Monday’s decision not to hear the three cases only further delays an eventual legal showdown in the national “debate” over gun owners’ rights — mainly, whether the right to keep a gun at home for self-defense extends to public places.

That’s the bad news. The good news is a recent California ruling and a New Jersey challenge may provide the cases the High Court has been waiting for to set the stage for this anticipated showdown.

Two of the three cases dismissed by the Supreme Court on Monday were petitions filed by the National Rifle Association, including the most significant case — National Rifle Association of America v. McCraw — a challenge of a Texas law that prevents 18- to 20 year olds from carrying handguns in public, which has been covered by Outdoorlife.com since December 2010.

The broader question raised by the NRA’s challenge to the Texas law is whether there is a general right under the Second Amendment to bear arms in public, a discussion the Supreme Court has left unanswered since ruling in its 2008 District of Columbia v. Heller decision that the Second Amendment guarantees an individual right to bear arms and, in its 2010 McDonald decision, that the Second Amendment does, indeed, apply to all states and all political subdivisions within (yeah, even Chicago).

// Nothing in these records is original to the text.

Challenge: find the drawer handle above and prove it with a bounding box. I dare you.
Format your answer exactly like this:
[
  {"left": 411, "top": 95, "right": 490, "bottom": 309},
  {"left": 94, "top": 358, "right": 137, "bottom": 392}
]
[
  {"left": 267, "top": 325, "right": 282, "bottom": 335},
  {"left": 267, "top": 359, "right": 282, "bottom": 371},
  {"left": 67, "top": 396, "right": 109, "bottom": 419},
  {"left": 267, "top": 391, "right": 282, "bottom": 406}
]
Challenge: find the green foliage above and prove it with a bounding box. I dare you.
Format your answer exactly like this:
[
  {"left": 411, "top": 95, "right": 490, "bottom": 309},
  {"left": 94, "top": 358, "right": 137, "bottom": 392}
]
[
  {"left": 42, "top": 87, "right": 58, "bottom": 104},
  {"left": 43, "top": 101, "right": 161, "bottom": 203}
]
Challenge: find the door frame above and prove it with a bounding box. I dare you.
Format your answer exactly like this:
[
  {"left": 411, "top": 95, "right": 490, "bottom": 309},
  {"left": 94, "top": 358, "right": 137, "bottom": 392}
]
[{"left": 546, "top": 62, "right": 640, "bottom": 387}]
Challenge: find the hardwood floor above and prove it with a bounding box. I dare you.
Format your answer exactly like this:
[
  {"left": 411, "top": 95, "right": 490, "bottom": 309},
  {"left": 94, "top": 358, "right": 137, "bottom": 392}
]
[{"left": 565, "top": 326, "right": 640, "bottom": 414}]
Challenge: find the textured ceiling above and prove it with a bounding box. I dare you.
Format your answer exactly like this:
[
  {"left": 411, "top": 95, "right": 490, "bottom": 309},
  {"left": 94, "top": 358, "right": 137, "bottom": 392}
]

The second NRA case was a challenge to the Gun Control Act of 1968, which makes it illegal for firearms dealers to sell guns or ammunition to anyone under 21.

The third rejected petition asked if consumers have the right to challenge laws that regulate the sale of firearms, a challenge to a federal law that restricts the interstate transport of guns, and a related Virginia law, filed by several District of Columbia residents denied the right to obtain guns in Virginia.

Some legal scholars speculated that the Supreme Court would deny hearing the NRA v. McCraw case following a 9th U.S. Circuit Court ruling in early February that struck down a San Diego County law that requires residents show “good cause” to obtain a concealed-weapons permit.

Ever since the Supreme Court ruled in 2008’s Heller that the Second Amendment protects the right to possess guns at home, the question of whether that right extends to public places has been festering unanswered. The question for the court to answer, hopefully sooner than later, is whether such “good cause” restrictions are Constitutional.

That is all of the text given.